Un quatrième échec électoral en autant de tentatives aurait été catastrophique pour Lula et pour les forces du changement qu’il incarne : une victoire claire amorce quant à elle une nouvelle dynamique en affirmant qu’un autre projet est crédible. Lula à la présidence, c’est l’envoi d’un message qui va dans le sens de la reconstruction nationale d’un pays qui a perdu tout projet national de développement autre que celui du respect du Programme d’ajustement structurel défini par les technocrates du Fonds monétaire international.

Sous la présidence de Fernando Henrique Cardoso (1995-2002), le gouvernement du Brésil a appliqué la médecine de cheval néolibérale, il a privatisé en vitesse la plupart des grandes entreprises d’Etat. Ces sociétés d’Etat stratégiques pour l’élaboration d’un projet de développement national furent rapidement rachetées à rabais par de grandes firmes multinationales.

Lors de la période, le pays a aussi ouvert son économie à l’importation de produits étrangers, ce qui s’est rapidement traduit par un accroissement du chômage, une désarticulation de la production et des reculs historiques des droits des travailleurs. Plus que tout, Cardoso a dé-nationalisé l’économie brésilienne et l’a rendu vulnérable aux attaques des grands investisseurs internationaux, comme l’a démontré la crise financière prolongée depuis 1999.
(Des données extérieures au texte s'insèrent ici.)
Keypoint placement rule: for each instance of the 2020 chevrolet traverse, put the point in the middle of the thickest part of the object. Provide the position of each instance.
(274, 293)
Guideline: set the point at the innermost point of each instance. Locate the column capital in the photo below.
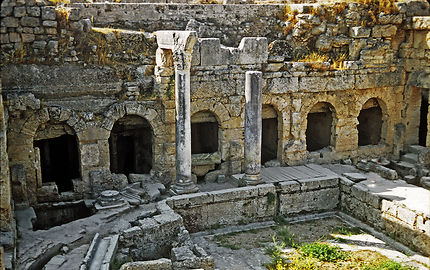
(181, 43)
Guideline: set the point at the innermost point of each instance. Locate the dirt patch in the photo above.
(249, 249)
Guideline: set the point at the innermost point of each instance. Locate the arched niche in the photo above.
(204, 133)
(57, 155)
(320, 129)
(131, 145)
(370, 123)
(269, 141)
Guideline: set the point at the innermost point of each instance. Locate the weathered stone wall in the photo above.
(154, 236)
(208, 210)
(408, 226)
(6, 214)
(87, 77)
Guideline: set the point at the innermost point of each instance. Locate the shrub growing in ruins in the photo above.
(324, 252)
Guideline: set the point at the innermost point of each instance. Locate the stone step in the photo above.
(403, 168)
(100, 253)
(410, 157)
(416, 149)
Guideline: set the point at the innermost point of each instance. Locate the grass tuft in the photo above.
(324, 252)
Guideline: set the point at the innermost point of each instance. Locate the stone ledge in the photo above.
(421, 23)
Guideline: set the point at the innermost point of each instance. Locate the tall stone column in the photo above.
(181, 43)
(253, 122)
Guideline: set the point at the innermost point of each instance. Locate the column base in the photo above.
(183, 189)
(252, 179)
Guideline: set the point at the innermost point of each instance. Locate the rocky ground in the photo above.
(236, 250)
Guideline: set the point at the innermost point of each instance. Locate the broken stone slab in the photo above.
(363, 165)
(411, 179)
(160, 264)
(356, 177)
(109, 199)
(425, 182)
(383, 171)
(272, 163)
(105, 180)
(25, 218)
(143, 178)
(182, 253)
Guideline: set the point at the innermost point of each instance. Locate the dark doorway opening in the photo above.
(269, 140)
(423, 129)
(130, 145)
(319, 127)
(204, 133)
(59, 161)
(370, 123)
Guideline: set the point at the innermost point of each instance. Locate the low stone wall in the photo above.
(154, 236)
(387, 215)
(312, 195)
(209, 210)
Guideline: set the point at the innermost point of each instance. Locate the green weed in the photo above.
(324, 252)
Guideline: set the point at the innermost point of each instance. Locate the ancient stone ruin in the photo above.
(127, 126)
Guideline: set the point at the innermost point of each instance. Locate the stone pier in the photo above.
(253, 122)
(181, 43)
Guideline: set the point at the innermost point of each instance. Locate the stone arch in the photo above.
(56, 155)
(204, 132)
(24, 141)
(131, 145)
(281, 107)
(370, 122)
(148, 111)
(321, 120)
(55, 113)
(270, 133)
(145, 110)
(224, 120)
(218, 109)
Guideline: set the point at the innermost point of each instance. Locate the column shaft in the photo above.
(253, 120)
(184, 183)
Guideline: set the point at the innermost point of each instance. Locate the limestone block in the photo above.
(280, 50)
(364, 81)
(182, 253)
(160, 264)
(417, 8)
(30, 21)
(406, 215)
(389, 207)
(319, 29)
(289, 186)
(421, 23)
(210, 52)
(187, 200)
(390, 18)
(323, 43)
(253, 50)
(282, 85)
(9, 22)
(19, 11)
(423, 224)
(384, 30)
(90, 154)
(359, 32)
(102, 180)
(22, 102)
(48, 13)
(231, 195)
(325, 199)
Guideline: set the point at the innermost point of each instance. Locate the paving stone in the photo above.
(356, 177)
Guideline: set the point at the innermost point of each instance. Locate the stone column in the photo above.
(252, 151)
(181, 43)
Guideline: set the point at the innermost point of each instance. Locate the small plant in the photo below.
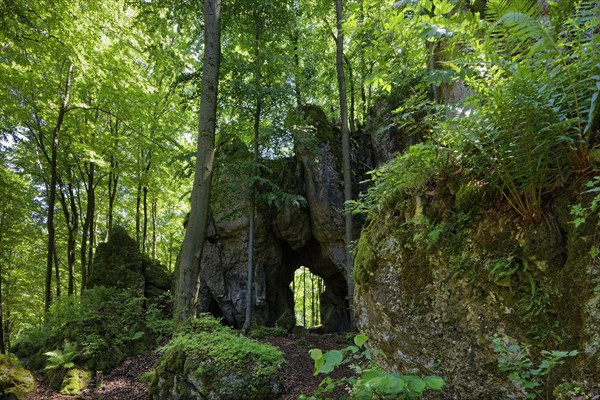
(581, 213)
(370, 382)
(515, 359)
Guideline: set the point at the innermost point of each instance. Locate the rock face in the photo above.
(432, 302)
(210, 361)
(305, 228)
(15, 381)
(119, 264)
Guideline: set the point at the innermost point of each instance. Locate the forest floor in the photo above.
(297, 373)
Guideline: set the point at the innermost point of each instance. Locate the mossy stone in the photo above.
(75, 381)
(15, 381)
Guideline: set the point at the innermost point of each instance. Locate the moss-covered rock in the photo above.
(432, 305)
(209, 361)
(75, 381)
(15, 381)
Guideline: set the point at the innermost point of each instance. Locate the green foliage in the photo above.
(105, 325)
(61, 359)
(207, 337)
(159, 322)
(370, 381)
(407, 174)
(266, 331)
(221, 358)
(515, 359)
(15, 381)
(590, 212)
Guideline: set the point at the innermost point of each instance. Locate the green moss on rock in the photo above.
(15, 381)
(207, 360)
(75, 381)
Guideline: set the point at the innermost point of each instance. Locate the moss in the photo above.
(15, 381)
(212, 361)
(75, 381)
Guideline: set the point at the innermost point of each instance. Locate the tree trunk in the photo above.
(188, 280)
(145, 222)
(352, 100)
(346, 156)
(52, 194)
(257, 113)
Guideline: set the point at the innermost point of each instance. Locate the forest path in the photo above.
(122, 383)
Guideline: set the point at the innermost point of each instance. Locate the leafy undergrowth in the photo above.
(297, 372)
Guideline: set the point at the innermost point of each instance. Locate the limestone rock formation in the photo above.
(119, 264)
(15, 381)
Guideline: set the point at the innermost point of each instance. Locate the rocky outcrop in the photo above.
(15, 381)
(209, 361)
(438, 276)
(303, 226)
(119, 264)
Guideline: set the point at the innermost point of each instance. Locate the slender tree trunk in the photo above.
(52, 194)
(57, 273)
(188, 280)
(346, 156)
(312, 301)
(2, 343)
(92, 236)
(71, 245)
(257, 114)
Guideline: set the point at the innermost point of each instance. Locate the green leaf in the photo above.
(315, 354)
(360, 339)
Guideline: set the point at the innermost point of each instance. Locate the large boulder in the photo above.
(120, 264)
(15, 381)
(434, 284)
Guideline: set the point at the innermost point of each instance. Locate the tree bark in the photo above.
(52, 194)
(346, 156)
(67, 201)
(188, 280)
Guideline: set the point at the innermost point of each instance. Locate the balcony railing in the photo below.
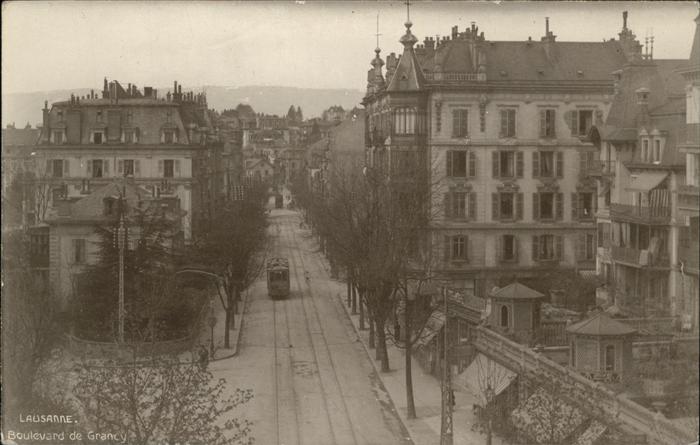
(451, 77)
(649, 215)
(638, 257)
(600, 168)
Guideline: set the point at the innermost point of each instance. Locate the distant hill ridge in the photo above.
(21, 108)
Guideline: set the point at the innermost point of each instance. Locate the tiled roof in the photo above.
(528, 60)
(517, 291)
(20, 136)
(600, 324)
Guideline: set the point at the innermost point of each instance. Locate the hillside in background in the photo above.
(21, 108)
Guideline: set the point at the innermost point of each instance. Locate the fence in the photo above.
(97, 349)
(657, 428)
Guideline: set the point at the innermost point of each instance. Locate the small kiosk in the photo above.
(601, 348)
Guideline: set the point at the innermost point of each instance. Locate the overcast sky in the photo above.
(55, 45)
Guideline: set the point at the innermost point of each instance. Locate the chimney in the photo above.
(45, 121)
(643, 102)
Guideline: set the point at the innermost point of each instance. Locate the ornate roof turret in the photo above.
(408, 75)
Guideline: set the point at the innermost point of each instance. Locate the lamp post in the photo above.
(446, 424)
(490, 395)
(212, 323)
(121, 241)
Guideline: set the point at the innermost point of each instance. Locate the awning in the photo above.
(645, 181)
(483, 373)
(431, 329)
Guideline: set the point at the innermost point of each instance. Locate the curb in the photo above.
(237, 332)
(376, 368)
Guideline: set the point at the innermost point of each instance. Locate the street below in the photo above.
(311, 378)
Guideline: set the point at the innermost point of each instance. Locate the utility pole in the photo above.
(121, 241)
(446, 424)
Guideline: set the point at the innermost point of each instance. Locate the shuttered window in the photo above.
(460, 123)
(507, 123)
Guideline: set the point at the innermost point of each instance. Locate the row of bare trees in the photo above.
(372, 222)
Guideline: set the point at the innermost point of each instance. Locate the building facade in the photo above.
(648, 208)
(88, 141)
(505, 130)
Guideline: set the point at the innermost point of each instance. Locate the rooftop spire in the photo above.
(408, 39)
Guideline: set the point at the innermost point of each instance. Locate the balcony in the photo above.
(646, 215)
(638, 257)
(599, 169)
(689, 199)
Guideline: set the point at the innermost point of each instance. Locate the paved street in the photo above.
(312, 380)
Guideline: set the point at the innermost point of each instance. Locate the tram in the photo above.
(278, 278)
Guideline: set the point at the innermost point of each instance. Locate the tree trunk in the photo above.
(354, 298)
(382, 352)
(410, 403)
(362, 311)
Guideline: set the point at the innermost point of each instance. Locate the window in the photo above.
(507, 206)
(547, 205)
(57, 136)
(547, 164)
(546, 247)
(56, 168)
(509, 248)
(582, 121)
(504, 317)
(127, 167)
(507, 164)
(168, 168)
(456, 248)
(547, 122)
(657, 150)
(460, 123)
(460, 204)
(610, 357)
(583, 205)
(79, 251)
(507, 123)
(457, 164)
(404, 120)
(96, 168)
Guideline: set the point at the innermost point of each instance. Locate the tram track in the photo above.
(306, 286)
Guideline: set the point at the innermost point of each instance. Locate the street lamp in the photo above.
(490, 396)
(212, 323)
(446, 424)
(121, 241)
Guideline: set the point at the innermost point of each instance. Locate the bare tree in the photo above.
(233, 247)
(30, 327)
(160, 400)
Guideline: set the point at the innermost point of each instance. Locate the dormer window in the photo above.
(57, 136)
(657, 151)
(645, 150)
(97, 137)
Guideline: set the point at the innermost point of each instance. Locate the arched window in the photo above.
(504, 316)
(610, 358)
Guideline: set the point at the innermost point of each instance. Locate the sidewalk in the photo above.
(425, 430)
(220, 352)
(427, 396)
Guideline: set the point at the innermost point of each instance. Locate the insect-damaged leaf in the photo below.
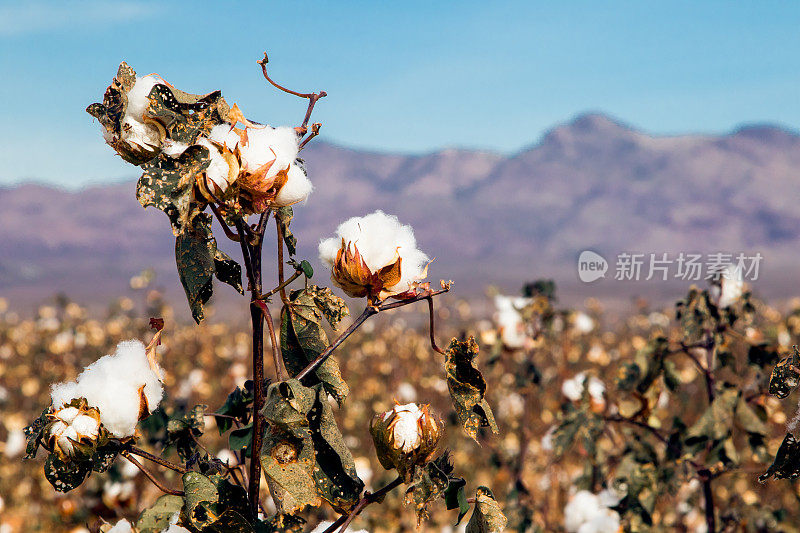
(787, 461)
(228, 271)
(487, 516)
(428, 486)
(156, 518)
(283, 216)
(467, 387)
(167, 184)
(186, 116)
(331, 306)
(199, 260)
(304, 457)
(303, 339)
(715, 424)
(785, 376)
(65, 475)
(214, 503)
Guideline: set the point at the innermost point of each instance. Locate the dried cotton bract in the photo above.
(73, 427)
(123, 386)
(374, 256)
(405, 437)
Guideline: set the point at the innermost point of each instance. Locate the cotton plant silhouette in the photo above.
(203, 160)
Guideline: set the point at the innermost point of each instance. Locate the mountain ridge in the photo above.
(593, 182)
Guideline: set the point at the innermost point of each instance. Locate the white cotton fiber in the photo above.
(264, 144)
(112, 384)
(218, 169)
(379, 238)
(586, 513)
(173, 526)
(137, 96)
(508, 317)
(123, 526)
(296, 189)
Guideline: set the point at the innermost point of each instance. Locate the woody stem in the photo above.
(151, 477)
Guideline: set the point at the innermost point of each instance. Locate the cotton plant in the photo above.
(203, 160)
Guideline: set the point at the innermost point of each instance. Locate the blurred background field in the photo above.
(390, 359)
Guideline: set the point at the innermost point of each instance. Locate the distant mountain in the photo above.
(592, 183)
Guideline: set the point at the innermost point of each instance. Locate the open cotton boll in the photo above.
(296, 189)
(138, 95)
(112, 385)
(173, 526)
(585, 513)
(380, 240)
(508, 317)
(731, 287)
(218, 169)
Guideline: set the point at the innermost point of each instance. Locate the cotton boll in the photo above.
(173, 526)
(123, 526)
(138, 95)
(296, 189)
(380, 240)
(173, 148)
(580, 509)
(573, 388)
(112, 385)
(731, 287)
(15, 444)
(265, 144)
(583, 323)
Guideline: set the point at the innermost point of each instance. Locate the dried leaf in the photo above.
(467, 387)
(487, 516)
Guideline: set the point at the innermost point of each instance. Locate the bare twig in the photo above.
(151, 477)
(276, 354)
(433, 326)
(312, 97)
(368, 312)
(156, 459)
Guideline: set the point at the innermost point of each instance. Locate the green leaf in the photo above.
(455, 497)
(186, 116)
(785, 376)
(467, 387)
(331, 306)
(238, 405)
(308, 270)
(194, 255)
(156, 518)
(227, 270)
(184, 429)
(304, 456)
(33, 433)
(716, 422)
(429, 484)
(65, 476)
(303, 339)
(283, 216)
(487, 516)
(213, 502)
(241, 439)
(749, 420)
(167, 184)
(787, 461)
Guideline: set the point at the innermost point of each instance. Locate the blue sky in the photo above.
(410, 77)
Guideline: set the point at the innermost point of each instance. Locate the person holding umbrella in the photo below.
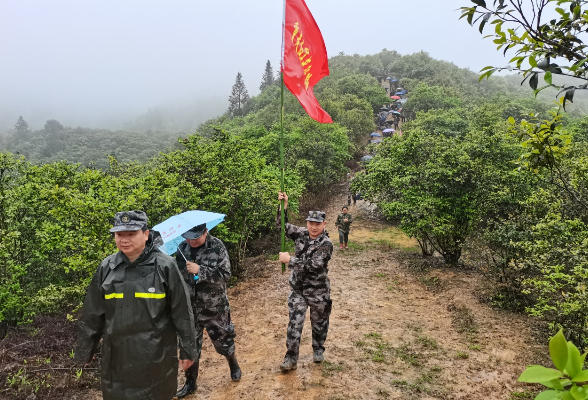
(205, 265)
(138, 305)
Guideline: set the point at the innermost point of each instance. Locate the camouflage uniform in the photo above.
(310, 287)
(344, 227)
(210, 302)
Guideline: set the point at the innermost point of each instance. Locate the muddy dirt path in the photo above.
(393, 333)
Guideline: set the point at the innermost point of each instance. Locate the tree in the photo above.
(268, 76)
(21, 125)
(238, 97)
(437, 187)
(521, 27)
(53, 126)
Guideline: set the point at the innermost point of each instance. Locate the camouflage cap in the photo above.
(129, 221)
(316, 216)
(195, 232)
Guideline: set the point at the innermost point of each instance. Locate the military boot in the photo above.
(190, 385)
(288, 365)
(234, 366)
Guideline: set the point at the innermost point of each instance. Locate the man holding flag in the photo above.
(304, 63)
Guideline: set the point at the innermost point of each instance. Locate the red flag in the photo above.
(304, 57)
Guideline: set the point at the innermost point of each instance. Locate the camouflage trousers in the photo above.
(320, 304)
(220, 330)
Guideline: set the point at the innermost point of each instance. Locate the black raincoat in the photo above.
(139, 310)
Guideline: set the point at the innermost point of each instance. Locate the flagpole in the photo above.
(283, 168)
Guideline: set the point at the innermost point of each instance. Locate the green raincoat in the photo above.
(139, 310)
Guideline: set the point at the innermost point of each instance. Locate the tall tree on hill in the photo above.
(238, 97)
(21, 125)
(268, 76)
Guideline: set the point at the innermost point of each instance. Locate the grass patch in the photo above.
(356, 246)
(432, 283)
(463, 320)
(422, 384)
(407, 354)
(522, 395)
(290, 248)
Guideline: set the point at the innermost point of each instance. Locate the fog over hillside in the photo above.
(102, 64)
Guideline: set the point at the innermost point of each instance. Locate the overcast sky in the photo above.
(81, 61)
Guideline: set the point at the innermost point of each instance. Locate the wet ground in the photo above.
(395, 333)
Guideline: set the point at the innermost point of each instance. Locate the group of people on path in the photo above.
(143, 304)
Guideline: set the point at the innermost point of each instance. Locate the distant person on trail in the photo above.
(138, 305)
(309, 283)
(343, 224)
(204, 256)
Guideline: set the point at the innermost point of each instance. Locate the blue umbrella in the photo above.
(172, 228)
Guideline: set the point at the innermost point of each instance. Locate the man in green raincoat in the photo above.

Tel est donc le contexte très restreignant dans lequel Lula s’est fait élire... Force est de constater que « détricotter » un tel héritage ne se fera pas du jour au lendemain. Entre, d’une part, les besoins urgents d’une portion croissante de la population qui vit dans la misère - 50 millions de BrésilienNEs survivent avec moins de 60 $ US... par mois - et, d’autre part, les pressions des milieux d’affaires et des investisseurs internationaux, Lula dispose d’une marge de manoeuvre bien faible pour changer rapidement l’ordre des choses.

L’impact de l’élection hors-Brésil

Contradictoirement, c’est sans doute en dehors du Brésil que l’élection de Lula aura les impacts les plus clairs, principalement en Amérique latine. Alors même que s’amorce un sprint "états-unien" pour accélérer les négociations de la ZLEA, l’arrivée du Parti des Travailleurs brouille les cartes. Bien que Lula n’ait pas exclu clairement la signature de la ZLEA, il est clair que les conditions des négociations ont changé par rapport au gouvernement brésilien antérieur.

Historiquement, le Parti des Travailleurs du Brésil et, surtout, les forces sociales qu’il représente, ont toujours constitué un frein à l’expansionnisme de Washington en Amérique du Sud. Ce frein s’appliquera ici sur le plan commercial et militaire. Au niveau commercial, le gouvernement de Lula a l’intention de prioriser la création d’un bloc économique fort en Amérique du Sud. Ce pôle régional se constituerait par l’expansion du Maché commun du cône sud (Mercosul) dans le but de freiner la ZLEA.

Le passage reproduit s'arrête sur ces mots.